0 Review: The Cleaner of Chartres by Salley Vickers

Title: The Cleaner of Chartres 
Author: Salley Vickers
Publisher: Viking
Published: June 27, 2013
Hardcover, 304 pages
ISBN: 978-0-670-78567-4
Genre: Historical Fiction
Source: Publisher

Goodreads Summary
There is something very special about Agnes' Morel.  A quiet presence in a small French town of Chartres she can be found cleaning the framed medieval cathedral each morning and doing odd jobs for the townspeople in the afternoon.
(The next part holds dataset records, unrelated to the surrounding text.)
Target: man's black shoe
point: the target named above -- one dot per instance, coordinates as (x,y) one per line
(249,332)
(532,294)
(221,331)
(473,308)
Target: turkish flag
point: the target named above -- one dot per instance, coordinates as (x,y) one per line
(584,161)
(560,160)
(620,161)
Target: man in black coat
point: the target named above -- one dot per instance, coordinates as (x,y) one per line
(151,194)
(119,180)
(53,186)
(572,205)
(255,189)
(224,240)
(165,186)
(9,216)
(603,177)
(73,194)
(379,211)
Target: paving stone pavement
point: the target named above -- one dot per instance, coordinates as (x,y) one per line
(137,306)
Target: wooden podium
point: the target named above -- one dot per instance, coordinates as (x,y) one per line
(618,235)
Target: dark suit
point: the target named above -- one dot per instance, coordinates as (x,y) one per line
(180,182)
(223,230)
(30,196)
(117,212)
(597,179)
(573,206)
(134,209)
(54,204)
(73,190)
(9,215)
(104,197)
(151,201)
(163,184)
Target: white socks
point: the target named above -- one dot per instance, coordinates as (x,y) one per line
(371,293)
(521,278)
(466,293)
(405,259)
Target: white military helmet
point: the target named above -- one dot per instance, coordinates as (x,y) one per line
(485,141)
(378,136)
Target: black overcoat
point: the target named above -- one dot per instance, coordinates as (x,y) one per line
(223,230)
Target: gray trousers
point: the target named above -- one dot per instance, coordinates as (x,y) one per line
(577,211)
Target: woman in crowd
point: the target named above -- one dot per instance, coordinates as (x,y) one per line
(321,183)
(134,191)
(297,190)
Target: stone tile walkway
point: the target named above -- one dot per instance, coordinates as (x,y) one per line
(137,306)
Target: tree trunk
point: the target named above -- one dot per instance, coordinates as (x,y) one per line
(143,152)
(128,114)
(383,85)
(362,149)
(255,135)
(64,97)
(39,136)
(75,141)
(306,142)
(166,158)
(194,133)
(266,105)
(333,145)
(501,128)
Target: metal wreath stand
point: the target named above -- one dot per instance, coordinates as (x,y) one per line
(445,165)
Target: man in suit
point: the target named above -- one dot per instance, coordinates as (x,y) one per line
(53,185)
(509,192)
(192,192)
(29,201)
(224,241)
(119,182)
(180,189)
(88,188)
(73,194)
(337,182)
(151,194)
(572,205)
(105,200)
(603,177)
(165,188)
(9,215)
No one knows where she comes from or why.  Not Abbe' Paul, who discovered her one morning  twenty years ago, sleeping on the porch, and not Alain Fleury, the irreverent young restorer, who works along side of her each day and whose attention she catches with her tawny eyes and elusive manner. 
She has transformed everyone's life in her own subtle way, yet no one suspects the dark secrets of her past.

My thoughts:
Twenty years ago she appeared in the cloisters of the  ancient cathedral of Notre Dame, in the medieval town of Chartres in France.  To the town's people it seemed like she had always been there - a harmless presence, touching their lives in subtle ways.  But no one knows anything about her past.
One day she is asked to take on the cleaning of the cathedral by Abbe' Paul, who first discovered her sleeping on the north porch.  Working under the light of the magnificent stained glass and cleaning the famous labyrinth, Agnes' finds inner peace.
Soon she is helping Professor Jones and advising Philippe Nevers about his disturbed sister.  And with her colorful clothes and elusive manner she attracts the attention of Alain Fleury, the irreverent young man who is helping restore the cathedral.
But Agnes's new position provokes the jealousy of elderly Madam Beck and her friend Madam Picot.  Madam Beck, a long divorced woman of self importance, keeps a close eye on all who pass by her window and has the latest information on all.  One day a specter from Agnes''s past arrives, causing ugly speculations and rumors to fly and Agnes' finally is forced to confront her past and we learn the tramas that first brought her to Chartres.
This is a charming book to read.  Not normally my genre, but I found it a refreshing change of pace.
The old town of Chartres has kept the slow pace as a more modern town surrounds it has the hustle and bustle.
As the story unfolded, I felt like a guest watching all, being fearful as not to impose.  The characters were real.  Madam Beck reminded me of an aunt of mine.  Agnes' seemed fragile, eager to please, but there seemed to be a hidden strength emerge when all seemed lost.  Alain Fleury was a knight in shining armor, coming to her rescue in more ways than one. 
A wonderful cast of characters, a beautiful medieval town, makes this visit to France unforgettable.